A prior RBC movie recommendation, The Ruling Class, included this strange and strangely memorable passage
I stand outside myself,
watching myself watching myself.
I smile. I smile. I smile.
I thought of those lines at the post-modern self-referential moment in which I took this photo. I was sitting in the television studio staring into a camera from which a host was going to interview me, but I couldn’t see him. I could however see in the monitor what he was seeing through the camera feed, including the fake background that was installed behind me, so I snapped a photo of myself watching myself being watched.
It is sometimes said that being on television is the American dream. I have to say that I am not sure why. I talk to journalists a couple of times in a typical week, and when it’s print or radio it usually comes easily to me because they are media that traffic in words, and I love words and feel comfortable with them.

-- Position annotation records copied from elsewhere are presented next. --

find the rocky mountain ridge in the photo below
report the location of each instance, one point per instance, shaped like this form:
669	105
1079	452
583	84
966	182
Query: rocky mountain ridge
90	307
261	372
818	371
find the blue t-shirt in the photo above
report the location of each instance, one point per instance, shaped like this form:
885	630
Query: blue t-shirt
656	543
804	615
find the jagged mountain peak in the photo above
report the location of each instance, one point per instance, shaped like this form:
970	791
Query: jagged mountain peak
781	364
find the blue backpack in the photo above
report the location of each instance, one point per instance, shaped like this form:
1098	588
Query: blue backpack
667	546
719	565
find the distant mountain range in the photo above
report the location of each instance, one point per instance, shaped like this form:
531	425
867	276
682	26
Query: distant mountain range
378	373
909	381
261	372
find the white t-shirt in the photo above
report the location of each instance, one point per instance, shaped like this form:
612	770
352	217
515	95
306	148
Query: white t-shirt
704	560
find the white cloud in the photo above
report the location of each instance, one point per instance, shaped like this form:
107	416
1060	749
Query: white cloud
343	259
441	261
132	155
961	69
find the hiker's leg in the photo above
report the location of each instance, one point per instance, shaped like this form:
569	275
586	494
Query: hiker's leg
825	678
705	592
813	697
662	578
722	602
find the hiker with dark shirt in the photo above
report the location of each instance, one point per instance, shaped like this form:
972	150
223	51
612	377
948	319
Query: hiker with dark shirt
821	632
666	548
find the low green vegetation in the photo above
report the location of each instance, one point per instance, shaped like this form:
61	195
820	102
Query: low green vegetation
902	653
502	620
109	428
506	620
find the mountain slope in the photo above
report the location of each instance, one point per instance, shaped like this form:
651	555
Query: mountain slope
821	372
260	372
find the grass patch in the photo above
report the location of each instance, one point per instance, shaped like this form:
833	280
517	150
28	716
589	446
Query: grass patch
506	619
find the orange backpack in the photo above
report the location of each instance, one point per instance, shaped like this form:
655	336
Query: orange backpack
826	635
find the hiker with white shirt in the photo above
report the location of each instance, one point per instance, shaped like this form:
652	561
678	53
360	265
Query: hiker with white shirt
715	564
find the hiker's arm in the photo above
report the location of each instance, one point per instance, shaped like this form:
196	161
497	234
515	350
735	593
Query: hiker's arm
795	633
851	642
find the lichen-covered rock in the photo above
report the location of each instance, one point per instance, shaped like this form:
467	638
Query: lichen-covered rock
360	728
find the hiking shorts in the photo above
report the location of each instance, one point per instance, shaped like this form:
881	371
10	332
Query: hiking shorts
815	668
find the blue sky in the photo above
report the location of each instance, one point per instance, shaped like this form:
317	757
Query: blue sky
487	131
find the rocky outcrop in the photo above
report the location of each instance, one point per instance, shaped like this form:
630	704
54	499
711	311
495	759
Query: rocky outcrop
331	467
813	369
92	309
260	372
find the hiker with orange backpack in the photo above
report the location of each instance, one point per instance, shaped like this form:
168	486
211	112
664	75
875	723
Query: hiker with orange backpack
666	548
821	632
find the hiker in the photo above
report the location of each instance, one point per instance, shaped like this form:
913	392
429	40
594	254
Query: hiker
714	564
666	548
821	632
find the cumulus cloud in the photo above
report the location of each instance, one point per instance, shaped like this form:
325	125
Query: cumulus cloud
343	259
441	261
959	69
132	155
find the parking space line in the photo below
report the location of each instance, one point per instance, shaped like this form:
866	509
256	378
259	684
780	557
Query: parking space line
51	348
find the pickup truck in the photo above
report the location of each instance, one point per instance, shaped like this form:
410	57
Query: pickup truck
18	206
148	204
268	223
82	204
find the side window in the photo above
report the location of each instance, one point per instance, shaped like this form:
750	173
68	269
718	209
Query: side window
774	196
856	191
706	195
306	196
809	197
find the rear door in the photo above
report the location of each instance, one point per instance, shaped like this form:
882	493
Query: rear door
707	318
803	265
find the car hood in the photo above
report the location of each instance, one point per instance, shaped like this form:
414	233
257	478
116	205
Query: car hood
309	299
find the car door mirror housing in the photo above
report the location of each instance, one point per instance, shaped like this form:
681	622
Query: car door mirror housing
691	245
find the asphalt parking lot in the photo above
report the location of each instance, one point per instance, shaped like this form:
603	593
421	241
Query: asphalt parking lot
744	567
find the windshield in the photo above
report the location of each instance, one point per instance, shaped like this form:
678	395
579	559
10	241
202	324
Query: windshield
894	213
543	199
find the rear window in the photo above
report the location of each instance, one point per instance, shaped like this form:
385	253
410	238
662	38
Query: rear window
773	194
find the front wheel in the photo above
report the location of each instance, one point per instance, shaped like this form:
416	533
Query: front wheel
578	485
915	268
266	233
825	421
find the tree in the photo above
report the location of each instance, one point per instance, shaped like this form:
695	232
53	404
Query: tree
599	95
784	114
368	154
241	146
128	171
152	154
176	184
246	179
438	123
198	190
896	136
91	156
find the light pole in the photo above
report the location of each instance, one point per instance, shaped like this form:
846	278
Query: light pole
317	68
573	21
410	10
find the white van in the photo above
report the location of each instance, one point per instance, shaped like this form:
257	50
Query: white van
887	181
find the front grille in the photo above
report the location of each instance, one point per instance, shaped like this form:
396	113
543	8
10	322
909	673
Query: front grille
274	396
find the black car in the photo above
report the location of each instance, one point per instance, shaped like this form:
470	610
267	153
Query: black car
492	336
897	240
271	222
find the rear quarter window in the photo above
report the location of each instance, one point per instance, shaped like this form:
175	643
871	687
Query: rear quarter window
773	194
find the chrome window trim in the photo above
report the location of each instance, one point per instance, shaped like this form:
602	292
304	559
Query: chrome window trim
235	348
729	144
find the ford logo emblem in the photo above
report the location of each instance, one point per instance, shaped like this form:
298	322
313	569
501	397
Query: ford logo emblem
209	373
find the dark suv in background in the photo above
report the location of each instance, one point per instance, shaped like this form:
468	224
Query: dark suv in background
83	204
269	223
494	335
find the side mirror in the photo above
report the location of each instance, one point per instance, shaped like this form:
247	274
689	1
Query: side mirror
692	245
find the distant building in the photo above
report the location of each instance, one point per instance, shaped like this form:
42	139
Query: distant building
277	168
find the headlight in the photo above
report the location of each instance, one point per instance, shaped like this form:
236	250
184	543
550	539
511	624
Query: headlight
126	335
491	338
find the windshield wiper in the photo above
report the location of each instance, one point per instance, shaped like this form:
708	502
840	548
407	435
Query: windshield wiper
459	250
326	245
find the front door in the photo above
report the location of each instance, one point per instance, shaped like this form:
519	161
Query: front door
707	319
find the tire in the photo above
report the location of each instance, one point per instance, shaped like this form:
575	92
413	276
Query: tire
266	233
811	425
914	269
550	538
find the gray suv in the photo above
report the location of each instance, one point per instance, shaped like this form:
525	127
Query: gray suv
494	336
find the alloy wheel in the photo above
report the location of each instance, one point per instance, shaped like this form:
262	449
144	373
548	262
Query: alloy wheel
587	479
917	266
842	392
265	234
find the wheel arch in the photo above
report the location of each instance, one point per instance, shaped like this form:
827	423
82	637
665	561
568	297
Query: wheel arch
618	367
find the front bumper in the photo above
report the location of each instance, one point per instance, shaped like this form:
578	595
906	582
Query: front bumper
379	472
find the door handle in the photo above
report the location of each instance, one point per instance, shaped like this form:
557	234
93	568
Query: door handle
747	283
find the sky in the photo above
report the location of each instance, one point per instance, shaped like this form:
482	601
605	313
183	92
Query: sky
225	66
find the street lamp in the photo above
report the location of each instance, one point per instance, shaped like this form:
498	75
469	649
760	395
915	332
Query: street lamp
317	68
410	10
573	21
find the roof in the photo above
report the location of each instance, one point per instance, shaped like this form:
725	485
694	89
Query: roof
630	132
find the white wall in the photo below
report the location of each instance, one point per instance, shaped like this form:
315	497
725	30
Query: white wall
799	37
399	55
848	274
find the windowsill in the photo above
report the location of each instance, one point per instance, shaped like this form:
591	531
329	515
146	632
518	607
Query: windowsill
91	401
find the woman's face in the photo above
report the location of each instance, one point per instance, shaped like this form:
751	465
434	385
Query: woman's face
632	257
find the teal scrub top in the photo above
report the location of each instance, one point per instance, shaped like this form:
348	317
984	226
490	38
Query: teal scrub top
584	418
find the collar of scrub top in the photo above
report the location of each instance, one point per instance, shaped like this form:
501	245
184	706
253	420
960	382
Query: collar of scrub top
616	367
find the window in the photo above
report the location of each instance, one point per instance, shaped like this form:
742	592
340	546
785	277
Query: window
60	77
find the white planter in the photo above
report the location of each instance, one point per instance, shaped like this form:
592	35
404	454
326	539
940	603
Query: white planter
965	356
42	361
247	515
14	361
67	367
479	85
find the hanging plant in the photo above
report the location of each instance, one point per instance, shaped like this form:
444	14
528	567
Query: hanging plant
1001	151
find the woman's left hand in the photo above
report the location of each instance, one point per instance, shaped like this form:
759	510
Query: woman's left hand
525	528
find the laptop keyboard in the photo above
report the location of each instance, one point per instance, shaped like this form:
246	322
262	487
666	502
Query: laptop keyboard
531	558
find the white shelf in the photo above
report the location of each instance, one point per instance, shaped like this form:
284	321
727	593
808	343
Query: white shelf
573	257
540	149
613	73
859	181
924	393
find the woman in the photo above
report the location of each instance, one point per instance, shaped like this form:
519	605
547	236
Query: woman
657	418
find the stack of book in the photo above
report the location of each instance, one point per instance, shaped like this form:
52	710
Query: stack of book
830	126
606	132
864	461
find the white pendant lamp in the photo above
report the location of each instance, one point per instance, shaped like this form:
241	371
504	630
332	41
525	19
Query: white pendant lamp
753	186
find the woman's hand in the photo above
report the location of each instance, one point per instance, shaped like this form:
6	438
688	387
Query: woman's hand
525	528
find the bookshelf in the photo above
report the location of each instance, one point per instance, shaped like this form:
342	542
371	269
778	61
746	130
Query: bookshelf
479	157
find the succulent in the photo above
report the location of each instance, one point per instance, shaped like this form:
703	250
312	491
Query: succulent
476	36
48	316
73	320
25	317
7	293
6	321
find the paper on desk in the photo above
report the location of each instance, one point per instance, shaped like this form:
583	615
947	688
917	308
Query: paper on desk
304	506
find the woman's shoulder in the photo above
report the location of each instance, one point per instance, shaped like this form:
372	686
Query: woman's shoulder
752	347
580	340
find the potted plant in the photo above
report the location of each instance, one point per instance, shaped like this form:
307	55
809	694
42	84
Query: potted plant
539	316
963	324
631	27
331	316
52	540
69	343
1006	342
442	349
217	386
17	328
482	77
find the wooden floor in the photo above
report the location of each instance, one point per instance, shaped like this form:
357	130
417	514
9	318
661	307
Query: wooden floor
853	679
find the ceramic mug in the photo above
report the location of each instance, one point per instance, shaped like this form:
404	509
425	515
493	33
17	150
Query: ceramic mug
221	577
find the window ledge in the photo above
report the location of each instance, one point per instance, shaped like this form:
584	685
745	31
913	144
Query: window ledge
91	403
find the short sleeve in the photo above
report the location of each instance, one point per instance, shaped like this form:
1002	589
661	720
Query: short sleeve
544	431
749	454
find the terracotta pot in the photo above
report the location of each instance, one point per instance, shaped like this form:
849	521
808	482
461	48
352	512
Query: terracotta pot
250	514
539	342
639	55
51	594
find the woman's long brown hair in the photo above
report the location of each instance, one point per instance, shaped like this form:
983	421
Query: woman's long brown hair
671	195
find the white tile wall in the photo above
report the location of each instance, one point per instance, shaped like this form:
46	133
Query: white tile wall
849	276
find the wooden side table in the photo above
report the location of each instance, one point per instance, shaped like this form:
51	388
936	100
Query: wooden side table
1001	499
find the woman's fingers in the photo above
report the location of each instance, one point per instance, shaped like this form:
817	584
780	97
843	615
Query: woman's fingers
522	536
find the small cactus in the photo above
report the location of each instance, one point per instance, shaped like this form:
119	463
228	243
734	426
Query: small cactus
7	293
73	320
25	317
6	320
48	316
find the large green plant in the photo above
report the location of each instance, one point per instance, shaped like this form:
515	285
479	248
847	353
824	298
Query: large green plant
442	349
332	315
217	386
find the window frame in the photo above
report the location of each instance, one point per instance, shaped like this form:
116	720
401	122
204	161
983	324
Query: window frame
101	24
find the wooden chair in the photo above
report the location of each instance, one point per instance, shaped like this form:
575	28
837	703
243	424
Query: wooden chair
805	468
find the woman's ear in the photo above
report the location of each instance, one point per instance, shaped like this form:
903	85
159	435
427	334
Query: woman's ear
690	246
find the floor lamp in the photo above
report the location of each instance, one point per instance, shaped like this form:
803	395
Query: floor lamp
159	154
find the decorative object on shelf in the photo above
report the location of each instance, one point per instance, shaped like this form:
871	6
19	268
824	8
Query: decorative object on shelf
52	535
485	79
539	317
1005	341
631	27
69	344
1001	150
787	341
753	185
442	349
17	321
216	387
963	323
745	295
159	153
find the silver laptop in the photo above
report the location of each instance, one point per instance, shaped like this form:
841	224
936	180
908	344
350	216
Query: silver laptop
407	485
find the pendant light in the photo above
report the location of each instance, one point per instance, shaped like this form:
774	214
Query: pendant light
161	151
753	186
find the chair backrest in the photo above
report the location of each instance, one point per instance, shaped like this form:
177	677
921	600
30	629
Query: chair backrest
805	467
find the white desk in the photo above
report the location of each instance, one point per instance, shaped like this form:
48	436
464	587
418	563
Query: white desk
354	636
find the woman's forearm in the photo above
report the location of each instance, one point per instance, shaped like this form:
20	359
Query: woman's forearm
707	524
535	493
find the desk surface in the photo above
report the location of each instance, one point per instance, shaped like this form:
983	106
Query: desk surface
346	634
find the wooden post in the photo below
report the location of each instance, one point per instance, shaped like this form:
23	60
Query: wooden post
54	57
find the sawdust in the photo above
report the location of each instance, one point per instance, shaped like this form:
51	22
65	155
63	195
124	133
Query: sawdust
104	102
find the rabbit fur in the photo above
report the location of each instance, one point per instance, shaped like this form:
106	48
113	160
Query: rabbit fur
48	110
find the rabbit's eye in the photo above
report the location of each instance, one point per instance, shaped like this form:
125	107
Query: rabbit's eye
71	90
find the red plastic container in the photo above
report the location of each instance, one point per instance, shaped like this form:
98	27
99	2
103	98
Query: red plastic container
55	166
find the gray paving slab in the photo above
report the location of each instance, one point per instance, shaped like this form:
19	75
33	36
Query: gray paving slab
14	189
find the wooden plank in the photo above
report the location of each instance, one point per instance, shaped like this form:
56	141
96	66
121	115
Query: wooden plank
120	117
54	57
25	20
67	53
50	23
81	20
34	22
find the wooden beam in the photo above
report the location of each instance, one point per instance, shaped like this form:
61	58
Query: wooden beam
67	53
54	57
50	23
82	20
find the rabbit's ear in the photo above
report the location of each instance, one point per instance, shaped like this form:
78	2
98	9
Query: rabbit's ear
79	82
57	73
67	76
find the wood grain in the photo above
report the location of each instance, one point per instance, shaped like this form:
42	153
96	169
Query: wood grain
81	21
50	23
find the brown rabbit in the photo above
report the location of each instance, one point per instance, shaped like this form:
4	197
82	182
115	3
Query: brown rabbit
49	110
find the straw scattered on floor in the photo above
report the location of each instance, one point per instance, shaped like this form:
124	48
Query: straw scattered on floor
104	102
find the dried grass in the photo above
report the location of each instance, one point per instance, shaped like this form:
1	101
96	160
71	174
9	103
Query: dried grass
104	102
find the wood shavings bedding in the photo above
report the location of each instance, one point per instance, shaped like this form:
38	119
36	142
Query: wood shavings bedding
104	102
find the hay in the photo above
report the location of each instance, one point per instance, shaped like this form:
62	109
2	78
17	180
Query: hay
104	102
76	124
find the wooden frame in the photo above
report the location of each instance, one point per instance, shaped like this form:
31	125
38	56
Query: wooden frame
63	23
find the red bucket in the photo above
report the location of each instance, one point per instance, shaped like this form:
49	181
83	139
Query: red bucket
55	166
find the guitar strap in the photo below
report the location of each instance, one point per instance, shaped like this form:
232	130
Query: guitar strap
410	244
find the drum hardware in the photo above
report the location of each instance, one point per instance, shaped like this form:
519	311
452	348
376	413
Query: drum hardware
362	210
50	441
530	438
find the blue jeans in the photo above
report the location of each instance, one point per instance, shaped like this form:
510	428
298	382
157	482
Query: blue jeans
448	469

Television in contrast is about images, including images that tend to overwhelm words. In the photo above, I was sitting under the klieg lights for 10 minutes waiting for the feed to link up. The lights dried out my eyes, which are generally dry anyway. In the televised interview, I look like a Viet Nam War prisoner trying to pass a coded message via eye blink. It’s so distracting that I am not sure anyone heard what I said.
My normal procedure for trying to get good at something is to closely observe people who are more skilled than I am. But because I don’t watch or even own a TV, this is a useless plan for progress. Maybe someday I will pick up TV skills on the fly, but more likely natural selection will run its course and I will ultimately spend my media time entirely in the world of words.